= Ivica Radosavljević =

Serbian/Swiss basketball player

Ivica Radosavljević (Ивица Радосављевић; born December 13, 1983) is a Serbian / Swiss retired professional basketball player and now basketball coach and works in ETS Zemun.

Radosavljević spent most of his career in Switzerland. At , most of his career he played as a power forward.

Radosavljević grew up in Buljane village in the municipality of Paraćin, Serbia. He began playing basketball in his home town Paraćin, for the team KK Paraćin. At 16 he moved up to Switzerland and played for STB Bern-Giants, Union Neuchâtel, Boncourt, BC Chêne, Villars Basket and La Chaux de Fonds Basket.

Since then, he has coached a team in Val-de-Ruz Basket where he won the Second league title in the season 2017/2018 and Swiss 1LN M title in the season 2018/2019.

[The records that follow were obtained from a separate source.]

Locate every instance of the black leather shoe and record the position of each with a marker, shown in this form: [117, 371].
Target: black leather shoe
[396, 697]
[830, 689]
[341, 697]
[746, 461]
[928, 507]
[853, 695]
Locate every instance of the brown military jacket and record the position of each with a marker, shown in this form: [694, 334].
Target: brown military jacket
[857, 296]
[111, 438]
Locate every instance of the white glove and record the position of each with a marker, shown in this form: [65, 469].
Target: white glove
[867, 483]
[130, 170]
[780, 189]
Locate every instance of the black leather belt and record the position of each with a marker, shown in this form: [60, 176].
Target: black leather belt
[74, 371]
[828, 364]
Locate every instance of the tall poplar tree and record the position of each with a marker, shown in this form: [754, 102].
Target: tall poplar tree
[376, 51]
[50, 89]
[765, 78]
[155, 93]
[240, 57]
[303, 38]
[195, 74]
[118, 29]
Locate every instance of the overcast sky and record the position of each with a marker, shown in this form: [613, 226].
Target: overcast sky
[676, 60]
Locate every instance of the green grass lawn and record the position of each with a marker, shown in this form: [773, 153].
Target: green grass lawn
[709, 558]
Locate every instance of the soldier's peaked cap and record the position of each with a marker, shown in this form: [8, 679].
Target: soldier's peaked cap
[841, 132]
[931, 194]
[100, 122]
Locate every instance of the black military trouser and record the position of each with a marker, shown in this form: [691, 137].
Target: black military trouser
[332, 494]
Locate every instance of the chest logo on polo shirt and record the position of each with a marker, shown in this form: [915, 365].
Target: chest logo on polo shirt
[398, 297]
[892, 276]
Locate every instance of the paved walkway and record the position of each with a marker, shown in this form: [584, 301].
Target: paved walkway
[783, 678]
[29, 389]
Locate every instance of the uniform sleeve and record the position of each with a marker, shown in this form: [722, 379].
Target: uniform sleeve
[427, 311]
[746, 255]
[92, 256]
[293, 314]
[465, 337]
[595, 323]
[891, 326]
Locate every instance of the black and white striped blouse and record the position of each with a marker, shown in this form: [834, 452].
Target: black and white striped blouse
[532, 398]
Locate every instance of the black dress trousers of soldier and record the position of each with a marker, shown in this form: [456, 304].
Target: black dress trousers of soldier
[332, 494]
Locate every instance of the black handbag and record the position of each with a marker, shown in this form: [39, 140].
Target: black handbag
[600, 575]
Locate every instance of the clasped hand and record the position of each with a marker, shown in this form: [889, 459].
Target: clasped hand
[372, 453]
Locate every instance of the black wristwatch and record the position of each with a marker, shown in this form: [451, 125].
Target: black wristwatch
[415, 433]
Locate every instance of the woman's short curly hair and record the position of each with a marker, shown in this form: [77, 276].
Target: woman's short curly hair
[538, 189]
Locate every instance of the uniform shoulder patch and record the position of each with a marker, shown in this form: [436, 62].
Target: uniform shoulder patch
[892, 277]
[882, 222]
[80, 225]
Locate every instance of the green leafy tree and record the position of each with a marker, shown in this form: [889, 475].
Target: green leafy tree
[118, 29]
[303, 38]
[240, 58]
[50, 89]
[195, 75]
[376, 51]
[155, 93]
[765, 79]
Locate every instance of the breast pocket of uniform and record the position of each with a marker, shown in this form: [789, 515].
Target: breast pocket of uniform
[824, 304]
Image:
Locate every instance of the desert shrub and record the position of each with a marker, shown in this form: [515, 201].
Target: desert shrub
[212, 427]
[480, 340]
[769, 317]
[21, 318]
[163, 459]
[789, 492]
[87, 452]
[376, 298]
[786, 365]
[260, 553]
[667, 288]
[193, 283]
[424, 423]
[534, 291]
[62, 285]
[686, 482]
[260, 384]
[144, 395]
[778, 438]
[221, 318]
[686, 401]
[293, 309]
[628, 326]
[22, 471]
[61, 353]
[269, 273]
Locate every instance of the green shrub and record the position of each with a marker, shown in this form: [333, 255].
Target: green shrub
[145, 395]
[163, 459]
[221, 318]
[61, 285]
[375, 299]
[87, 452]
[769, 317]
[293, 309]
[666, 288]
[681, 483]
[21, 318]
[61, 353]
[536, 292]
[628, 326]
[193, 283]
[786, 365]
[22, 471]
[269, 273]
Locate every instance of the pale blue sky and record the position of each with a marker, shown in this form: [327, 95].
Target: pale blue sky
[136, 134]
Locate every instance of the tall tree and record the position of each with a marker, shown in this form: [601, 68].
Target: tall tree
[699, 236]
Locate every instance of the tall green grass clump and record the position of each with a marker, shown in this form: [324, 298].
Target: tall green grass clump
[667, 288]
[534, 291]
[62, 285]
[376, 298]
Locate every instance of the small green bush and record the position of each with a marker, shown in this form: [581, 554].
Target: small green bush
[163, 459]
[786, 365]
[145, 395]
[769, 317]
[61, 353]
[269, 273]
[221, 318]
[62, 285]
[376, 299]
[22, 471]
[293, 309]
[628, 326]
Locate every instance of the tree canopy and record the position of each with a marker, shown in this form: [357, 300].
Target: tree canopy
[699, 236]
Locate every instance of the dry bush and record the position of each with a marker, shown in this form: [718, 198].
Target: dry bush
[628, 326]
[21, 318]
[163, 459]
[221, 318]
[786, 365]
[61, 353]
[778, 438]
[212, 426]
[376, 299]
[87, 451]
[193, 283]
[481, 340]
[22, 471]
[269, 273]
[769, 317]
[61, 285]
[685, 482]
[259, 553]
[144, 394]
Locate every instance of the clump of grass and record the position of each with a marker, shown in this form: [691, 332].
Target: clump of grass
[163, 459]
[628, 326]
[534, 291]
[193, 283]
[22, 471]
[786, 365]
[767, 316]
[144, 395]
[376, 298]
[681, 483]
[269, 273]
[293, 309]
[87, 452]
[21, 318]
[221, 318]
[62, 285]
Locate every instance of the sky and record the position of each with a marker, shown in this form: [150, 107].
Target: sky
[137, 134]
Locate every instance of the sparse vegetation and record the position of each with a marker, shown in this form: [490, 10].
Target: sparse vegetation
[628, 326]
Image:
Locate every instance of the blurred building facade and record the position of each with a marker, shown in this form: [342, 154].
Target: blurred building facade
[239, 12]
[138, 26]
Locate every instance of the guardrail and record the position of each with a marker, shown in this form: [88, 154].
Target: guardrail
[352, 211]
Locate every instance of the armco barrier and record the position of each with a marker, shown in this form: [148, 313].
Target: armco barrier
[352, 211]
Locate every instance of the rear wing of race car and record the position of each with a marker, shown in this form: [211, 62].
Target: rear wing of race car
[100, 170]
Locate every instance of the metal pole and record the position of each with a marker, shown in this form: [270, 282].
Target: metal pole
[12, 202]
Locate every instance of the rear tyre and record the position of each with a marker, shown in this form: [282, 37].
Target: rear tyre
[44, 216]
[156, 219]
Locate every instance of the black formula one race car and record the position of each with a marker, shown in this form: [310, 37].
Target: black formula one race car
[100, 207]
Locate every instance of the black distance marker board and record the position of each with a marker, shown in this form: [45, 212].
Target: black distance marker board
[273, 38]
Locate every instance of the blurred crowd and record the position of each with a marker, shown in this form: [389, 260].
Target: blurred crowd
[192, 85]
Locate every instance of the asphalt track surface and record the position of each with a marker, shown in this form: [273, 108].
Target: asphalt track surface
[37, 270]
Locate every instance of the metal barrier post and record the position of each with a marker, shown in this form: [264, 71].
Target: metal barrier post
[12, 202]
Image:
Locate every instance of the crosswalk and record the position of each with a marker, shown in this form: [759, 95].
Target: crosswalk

In 2020 he became assistant coach of Fribourg Olympic of the Swiss Basketball League (SBL).
For three seasons as assistant, he helped the team to win three Swiss Championships, two SBL Cups, one League Cup and three Super Cups.

However, in 2023 after the club and the legendary head coach Petar Aleksić parted their ways, he continues to work as a youth coach in Fribourg Olympic Academy.

With the Academy he won the title with the U18 team in the season 2023/2024 and he was a vice-champion in the season 2025/2026. With the U20 team he won back to back championships in the seasons 2024/2025 and 2025/2026.